Healthcare major Fortis Healthcare on Tuesday reported a 40.4 per cent year-on-year (Y-o-Y) rise in consolidated net profit for the June quarter of financial year 2024-25 (Q1FY25) at Rs 173.98 crore, up from Rs 123.95 crore reported in the same period last year.
The company’s revenue from operations rose to Rs 1,859 crore in Q1FY25, a 12.2 per cent Y-o-Y rise from Rs 1,657 crore reported in Q1FY24.
The increase is being driven by growth in the hospital business and diagnostic businesses.
Fortis Healthcare’s consolidated earnings before interest, tax, depreciation and amortisation (Ebitda) increased 25.5 per cent Y-o-Y to Rs 343 crore in the June quarter, with Ebitda margin coming in at 18.4 per cent, compared to 16.5 per cent for the same period last year.
On a sequential basis, the company exhibited a 14.4 per cent drop in net profit and a 4.1 per cent rise in revenue from Rs 203.14 crore and Rs 1,786 crore reported in Q4FY24 respectively.
Fortis’s hospital business reported a 14.4 per cent Y-o-Y growth in revenue in the June quarter on the back of an increase in the average revenue per occupied bed (ARPOB) per day and occupancy levels for Q1FY25.
While the company reported a 9.7 per cent Y-o-Y rise in ARPOB per day to Rs 65,924, the occupancy levels grew to 67 per cent in Q1FY25, compared to 64 per cent in Q1FY24. Specialties such as neurology, oncology and pulmonology witnessed on-year revenue growth of 23 per cent, 22 per cent and 20 per cent respectively.
International patient revenues grew by 11 per cent on-year to Rs 127 crore in the June quarter, contributing nearly 8 per cent to overall hospital business revenues as against 8.6 per cent in the same quarter last fiscal.
The healthcare company’s diagnostic business reported a subdued revenue growth of 2 per cent Y-o-Y to Rs 309 crore. “Performance compared to the corresponding previous period was impacted largely due to the rebranding exercise that was undertaken in May 2023,” the company said in its investor presentation.
Commenting on the results, Ashutosh Raghuvanshi, managing director and chief executive officer (CEO), Fortis Healthcare said the company has witnessed a good start to the fiscal as reflected in its Q1 earnings.
“The hospital business continues to show an upward momentum with operating Ebitda margins expanding 330 basis points at 18.5 per cent versus Q1 FY24, a growth of 39 per cent.

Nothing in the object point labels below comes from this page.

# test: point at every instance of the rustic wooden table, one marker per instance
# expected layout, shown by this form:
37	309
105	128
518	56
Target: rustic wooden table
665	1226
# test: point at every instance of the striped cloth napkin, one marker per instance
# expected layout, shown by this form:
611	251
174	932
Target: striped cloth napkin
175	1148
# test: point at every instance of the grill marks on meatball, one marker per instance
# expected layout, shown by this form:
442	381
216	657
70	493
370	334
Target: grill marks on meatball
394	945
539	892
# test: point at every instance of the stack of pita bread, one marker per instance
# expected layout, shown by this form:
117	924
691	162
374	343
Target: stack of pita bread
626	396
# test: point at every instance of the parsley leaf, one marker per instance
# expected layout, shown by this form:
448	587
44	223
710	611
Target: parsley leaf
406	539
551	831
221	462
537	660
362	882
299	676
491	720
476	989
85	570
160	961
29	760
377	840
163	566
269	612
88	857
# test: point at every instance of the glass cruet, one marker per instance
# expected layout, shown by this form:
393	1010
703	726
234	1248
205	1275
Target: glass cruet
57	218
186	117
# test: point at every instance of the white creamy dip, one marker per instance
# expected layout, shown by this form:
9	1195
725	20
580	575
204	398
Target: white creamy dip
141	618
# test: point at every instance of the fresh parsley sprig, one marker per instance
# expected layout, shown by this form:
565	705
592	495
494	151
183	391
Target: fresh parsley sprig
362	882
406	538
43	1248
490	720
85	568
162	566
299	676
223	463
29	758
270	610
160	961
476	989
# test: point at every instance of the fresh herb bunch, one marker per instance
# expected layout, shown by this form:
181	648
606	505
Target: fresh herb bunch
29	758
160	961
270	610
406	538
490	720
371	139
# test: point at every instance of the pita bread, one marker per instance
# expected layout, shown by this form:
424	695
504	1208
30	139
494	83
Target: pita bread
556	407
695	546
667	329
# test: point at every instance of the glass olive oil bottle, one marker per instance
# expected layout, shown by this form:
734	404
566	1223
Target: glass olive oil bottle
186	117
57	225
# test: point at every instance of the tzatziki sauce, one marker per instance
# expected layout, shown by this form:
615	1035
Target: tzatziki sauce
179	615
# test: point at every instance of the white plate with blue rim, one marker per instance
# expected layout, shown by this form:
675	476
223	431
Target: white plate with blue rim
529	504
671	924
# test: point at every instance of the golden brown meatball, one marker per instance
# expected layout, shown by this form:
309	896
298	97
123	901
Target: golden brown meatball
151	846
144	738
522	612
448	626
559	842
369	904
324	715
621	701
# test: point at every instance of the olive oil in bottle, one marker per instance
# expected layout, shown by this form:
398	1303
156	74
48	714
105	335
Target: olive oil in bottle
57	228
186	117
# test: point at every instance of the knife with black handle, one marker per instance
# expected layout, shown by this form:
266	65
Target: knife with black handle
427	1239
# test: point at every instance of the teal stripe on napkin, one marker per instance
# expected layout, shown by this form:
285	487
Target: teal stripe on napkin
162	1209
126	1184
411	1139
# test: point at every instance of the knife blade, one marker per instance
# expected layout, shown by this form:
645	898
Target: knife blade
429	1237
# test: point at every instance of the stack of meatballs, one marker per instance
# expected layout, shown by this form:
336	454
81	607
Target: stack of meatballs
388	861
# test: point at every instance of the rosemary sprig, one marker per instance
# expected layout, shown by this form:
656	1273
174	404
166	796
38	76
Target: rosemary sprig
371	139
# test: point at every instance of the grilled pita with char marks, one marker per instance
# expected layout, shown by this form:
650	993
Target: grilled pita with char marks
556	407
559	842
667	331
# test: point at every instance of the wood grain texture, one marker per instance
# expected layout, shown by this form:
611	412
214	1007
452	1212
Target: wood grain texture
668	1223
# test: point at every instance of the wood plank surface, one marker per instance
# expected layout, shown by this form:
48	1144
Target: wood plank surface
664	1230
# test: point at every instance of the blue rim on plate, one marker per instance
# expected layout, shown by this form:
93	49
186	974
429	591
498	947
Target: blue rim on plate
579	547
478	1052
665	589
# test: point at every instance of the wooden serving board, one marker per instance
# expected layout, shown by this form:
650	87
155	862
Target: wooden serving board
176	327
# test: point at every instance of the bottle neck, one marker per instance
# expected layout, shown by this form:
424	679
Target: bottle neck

This was primarily led by an increase in occupancy and a higher ARPOB in Q1 FY25,” he said.
Speaking on the company’s future plan, Ravi Rajagopal, chairman, board of directors, Fortis Healthcare said that the company is progressing well on its plans to add capacity of close to 700 beds in this fiscal year across our key facilities including Faridabad, Anandpur, Shalimar Bagh and Noida and will also shortly be commissioning the 350-bed Manesar facility which Fortis acquired in FY24.
“In addition, given the company’s strong balance sheet, we continue to evaluate inorganic growth opportunities in our key focus clusters,” he added.